According to the Wealth & Assets Survey, over a million women in their 50s have no private pension wealth and will be entirely reliant on the state pension in retirement. The survey also shows that there are 50% more women than men heading towards retirement without any savings of their own.
Women that do have their own pension savings have from less set aside than men and this gap is evident at every age as the table below shows.
For those in their early 60s, the gap is biggest with the average woman having saved just a third of the amount of a man the same age with women having £51,100 compared to men who have £156,500.
Average pension wealth
Source: Wealth & Assets Survey
As women live, on average, 3.7 years longer than men, to draw the same pension income throughout their retired lifetime, women actually need to have saved around 5% – 7% more than men.
What’s causing the gap?
NOW: Pensions has commissioned the Pensions Policy Institute to look into this issue in more detail and the findings of this research will be published next month.

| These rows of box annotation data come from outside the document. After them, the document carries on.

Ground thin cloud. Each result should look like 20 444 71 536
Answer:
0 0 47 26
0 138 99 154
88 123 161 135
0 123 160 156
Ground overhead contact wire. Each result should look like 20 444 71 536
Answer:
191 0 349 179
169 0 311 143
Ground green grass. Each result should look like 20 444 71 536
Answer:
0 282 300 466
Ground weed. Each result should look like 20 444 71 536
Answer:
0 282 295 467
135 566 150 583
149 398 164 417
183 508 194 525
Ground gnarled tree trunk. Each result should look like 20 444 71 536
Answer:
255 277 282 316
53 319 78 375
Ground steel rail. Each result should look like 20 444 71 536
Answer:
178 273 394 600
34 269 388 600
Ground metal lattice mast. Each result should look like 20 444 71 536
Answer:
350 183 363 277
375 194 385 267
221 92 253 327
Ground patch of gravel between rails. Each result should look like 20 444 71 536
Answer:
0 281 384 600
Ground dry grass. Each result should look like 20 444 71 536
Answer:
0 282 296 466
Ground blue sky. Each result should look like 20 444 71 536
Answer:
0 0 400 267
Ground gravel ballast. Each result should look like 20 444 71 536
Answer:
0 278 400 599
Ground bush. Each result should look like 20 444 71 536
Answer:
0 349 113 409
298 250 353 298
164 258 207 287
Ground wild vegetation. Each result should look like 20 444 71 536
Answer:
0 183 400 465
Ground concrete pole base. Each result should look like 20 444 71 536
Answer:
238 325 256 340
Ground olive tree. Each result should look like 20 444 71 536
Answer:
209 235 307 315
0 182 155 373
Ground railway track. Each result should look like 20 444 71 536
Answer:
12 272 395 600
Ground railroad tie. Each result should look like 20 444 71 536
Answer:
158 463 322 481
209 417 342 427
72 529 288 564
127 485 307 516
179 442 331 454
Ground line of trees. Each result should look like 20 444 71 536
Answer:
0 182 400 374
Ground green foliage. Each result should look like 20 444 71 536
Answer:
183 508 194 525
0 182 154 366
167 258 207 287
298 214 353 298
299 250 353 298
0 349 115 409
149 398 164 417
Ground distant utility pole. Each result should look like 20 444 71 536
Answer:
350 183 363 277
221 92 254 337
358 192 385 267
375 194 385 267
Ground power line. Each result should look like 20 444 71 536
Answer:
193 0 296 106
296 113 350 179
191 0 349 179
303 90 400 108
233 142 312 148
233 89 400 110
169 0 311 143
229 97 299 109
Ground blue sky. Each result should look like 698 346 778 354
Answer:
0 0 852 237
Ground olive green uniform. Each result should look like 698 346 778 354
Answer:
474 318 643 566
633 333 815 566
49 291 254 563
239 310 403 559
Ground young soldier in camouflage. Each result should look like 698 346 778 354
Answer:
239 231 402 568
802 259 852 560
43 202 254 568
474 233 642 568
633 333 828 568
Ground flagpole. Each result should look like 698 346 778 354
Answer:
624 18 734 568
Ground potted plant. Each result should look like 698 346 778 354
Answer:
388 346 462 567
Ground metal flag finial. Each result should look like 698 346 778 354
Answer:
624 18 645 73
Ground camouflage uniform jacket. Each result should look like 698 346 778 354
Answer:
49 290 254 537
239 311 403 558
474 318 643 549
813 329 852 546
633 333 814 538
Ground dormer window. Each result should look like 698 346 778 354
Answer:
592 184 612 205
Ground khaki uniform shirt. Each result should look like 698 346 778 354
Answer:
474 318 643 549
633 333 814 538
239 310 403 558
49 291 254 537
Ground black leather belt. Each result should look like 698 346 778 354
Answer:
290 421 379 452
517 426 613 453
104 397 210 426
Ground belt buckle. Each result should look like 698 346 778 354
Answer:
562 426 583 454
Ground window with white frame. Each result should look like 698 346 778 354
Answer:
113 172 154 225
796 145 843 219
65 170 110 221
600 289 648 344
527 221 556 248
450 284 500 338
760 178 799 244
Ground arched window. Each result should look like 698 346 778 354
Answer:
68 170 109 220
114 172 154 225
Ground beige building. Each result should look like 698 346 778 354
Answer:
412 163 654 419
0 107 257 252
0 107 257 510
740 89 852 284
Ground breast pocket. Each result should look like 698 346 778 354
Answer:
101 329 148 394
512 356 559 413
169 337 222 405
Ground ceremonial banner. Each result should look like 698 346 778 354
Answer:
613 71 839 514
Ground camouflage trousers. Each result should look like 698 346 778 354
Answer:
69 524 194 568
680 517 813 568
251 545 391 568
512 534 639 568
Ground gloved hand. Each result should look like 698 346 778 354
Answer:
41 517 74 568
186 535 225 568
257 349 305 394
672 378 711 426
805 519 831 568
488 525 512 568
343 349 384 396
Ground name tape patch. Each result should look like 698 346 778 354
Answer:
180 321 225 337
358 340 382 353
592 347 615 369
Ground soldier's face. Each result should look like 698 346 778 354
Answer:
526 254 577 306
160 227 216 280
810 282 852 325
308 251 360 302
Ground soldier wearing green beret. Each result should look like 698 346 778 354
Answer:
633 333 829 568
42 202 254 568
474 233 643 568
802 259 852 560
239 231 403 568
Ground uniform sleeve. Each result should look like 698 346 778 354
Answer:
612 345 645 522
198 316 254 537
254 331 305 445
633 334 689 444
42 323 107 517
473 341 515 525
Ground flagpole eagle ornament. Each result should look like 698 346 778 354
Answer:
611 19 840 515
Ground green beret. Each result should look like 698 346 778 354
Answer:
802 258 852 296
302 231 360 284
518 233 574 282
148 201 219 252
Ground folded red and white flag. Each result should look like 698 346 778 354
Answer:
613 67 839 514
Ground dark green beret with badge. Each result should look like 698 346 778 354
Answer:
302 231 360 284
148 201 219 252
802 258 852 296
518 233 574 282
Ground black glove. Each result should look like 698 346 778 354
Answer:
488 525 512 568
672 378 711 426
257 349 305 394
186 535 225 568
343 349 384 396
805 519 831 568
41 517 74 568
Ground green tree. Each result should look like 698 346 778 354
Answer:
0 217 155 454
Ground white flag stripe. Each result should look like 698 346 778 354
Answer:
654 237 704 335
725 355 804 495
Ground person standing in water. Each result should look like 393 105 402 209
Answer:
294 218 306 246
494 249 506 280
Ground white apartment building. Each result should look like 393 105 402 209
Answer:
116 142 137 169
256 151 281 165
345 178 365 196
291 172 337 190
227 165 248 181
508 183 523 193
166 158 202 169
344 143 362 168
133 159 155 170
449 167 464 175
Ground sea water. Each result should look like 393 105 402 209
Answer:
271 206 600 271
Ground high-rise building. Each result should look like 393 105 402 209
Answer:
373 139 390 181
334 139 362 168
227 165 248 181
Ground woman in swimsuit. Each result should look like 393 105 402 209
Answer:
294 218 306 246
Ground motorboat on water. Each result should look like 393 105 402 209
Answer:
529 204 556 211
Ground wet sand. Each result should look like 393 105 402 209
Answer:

But, it’s evident that there are a number of factors at play. The persistent gender pay gap has a direct correlation with the amount being paid into pensions. In addition to that, women are much more likely than men to work part time or take career breaks to raise children or care for relatives.
1.2 million mothers with dependent children are currently taking time out of work to look after their family and are missing out on pension contributions as part of automatic enrolment.
This has a significant impact on women’s ability to save at the same level as men. For women that take a five-year career break, they will accumulate a pot which is £33,986 – 33% smaller than male counterparts.
How can the gender pensions gap be bridged?
Closing the pension gap will require society to both close the pay gap and address some of the structural issues that magnify the effect of lower pay for women. For example, removing the £10,000 auto enrolment trigger would bring 2.5 million more women into pension saving. Similarly, removing the lower earnings band from the auto enrolment calculation would benefit all savers but be particularly advantageous to women.
A policy targeted at people not in paid work could significantly improve retirement outcomes for women.
Taking time out to care for children or elderly relatives has long term implications for pension saving. This is compensated for in the state pension through National Insurance Credits but there’s no equivalent for workplace pension savers.
One solution to this would be for government to pay an auto enrolment credit to those eligible who are taking time out for caring.
Closing the pay gap and supporting women to participate fully in the economy are essential first steps to closing the pension gap but it’s important to fully consider reforms that could be made to improve outcomes for women. It’s time to shine a light on the gender pensions gap.